Question

If \[\Delta ABC \cong \Delta XYZ\]then find which side of\[\Delta XYZ\] is congruent to \[BC\].

Answer 1

Hint: Two triangles are equivalent if their corresponding sides are equal in length and their corresponding angles are equal in measure.
If is \[\Delta ABC\] congruent to \[\Delta XYZ\], the relationship can be written mathematically as
\[\Delta ABC \cong \Delta XYZ\]
In \[\Delta ABC\] and \[\Delta XYZ\] their corresponding sides are equal in length and their corresponding angles are equal in measure.
Congruent to one another is nothing but the shape of one of the triangles can be formed from another by doing turns, flips etc.

Complete answer:.
It is given that, \[\Delta ABC \cong \Delta XYZ\]
That is \[\Delta ABC\] and \[\Delta XYZ\] are congruent to each other.
It means that one shape can become another using turns, flips and/or slides.
Let us carry out the process of turning, flipping or sliding.
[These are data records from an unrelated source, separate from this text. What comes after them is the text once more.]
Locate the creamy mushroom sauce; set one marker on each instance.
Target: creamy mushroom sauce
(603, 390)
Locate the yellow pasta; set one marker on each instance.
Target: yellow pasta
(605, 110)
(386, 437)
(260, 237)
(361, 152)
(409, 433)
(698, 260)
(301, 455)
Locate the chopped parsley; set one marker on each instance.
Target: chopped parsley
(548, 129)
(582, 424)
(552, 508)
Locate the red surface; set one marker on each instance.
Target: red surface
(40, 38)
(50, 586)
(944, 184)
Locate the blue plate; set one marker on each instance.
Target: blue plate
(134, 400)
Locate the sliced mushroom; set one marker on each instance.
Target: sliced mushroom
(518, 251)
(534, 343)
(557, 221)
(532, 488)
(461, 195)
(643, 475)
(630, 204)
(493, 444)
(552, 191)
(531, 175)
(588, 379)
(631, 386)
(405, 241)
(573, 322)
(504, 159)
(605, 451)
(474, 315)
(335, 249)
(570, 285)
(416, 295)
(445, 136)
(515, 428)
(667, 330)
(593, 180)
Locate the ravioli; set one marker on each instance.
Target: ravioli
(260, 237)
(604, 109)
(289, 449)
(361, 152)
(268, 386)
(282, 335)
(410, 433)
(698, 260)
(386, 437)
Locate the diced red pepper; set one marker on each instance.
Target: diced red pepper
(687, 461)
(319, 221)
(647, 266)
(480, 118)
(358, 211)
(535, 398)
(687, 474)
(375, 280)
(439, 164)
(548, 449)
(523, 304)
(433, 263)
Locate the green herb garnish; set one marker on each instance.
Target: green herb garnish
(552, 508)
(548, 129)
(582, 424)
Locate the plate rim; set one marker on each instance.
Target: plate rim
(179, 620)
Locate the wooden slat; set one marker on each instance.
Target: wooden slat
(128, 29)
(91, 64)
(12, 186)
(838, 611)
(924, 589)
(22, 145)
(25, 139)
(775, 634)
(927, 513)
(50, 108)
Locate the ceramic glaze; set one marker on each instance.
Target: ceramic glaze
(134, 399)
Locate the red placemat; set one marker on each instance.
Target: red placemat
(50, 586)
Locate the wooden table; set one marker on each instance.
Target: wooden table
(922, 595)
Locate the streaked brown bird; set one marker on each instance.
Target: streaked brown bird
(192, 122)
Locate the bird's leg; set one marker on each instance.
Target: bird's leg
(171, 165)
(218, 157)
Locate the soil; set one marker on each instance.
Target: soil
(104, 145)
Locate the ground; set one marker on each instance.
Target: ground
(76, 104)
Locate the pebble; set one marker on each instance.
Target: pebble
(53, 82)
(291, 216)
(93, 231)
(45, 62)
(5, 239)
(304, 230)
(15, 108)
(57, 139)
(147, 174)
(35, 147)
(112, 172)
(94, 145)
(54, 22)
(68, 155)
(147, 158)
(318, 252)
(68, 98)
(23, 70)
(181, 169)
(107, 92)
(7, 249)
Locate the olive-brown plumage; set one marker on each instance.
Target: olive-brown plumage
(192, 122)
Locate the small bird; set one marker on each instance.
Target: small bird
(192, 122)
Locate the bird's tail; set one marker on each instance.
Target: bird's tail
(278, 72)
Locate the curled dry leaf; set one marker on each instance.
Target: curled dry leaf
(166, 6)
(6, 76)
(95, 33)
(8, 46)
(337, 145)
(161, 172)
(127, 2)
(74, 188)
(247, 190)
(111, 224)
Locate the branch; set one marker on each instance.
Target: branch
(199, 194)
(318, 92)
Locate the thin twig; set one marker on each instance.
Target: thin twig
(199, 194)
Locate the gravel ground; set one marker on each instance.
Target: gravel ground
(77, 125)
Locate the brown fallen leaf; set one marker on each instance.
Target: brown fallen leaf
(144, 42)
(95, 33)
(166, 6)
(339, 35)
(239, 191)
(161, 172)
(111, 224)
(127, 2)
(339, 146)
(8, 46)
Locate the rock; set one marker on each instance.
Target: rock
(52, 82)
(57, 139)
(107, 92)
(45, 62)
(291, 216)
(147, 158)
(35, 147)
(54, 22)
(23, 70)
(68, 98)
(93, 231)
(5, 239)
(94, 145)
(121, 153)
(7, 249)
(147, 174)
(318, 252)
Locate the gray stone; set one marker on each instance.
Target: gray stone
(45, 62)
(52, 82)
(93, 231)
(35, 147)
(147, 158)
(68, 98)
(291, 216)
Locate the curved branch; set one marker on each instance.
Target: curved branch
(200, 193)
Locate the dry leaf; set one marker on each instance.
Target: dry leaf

The graphical explanation is given below,
Rotation:

Reflection:

Translation:

When two triangles are congruent they will have exactly the same three sides and exactly the same three angles by the definition of congruence.
 It is given that \[\Delta ABC \cong \Delta XYZ\] then by the property of congruence of triangles.
The corresponding sides in both the triangles are,
\[AB \cong XY\]
Also we get,
\[BC \cong YZ\]
The final corresponding side in the triangle is,
\[CA \cong ZX\]
Our main task in the problem is to find the side corresponding to the side \[BC\] in the \[\Delta ABC\].
Since,\[BC \cong YZ\] we can come to a conclusion that \[BC\] is congruent to the side \[YZ\].
Hence, the side \[YZ\] is congruent to \[BC\].

Note:
Two triangles are congruent; they will have exactly the same three sides and exactly the same three angles. In this question we use the concept of rotation, reflection and translation to understand the meaning of congruent.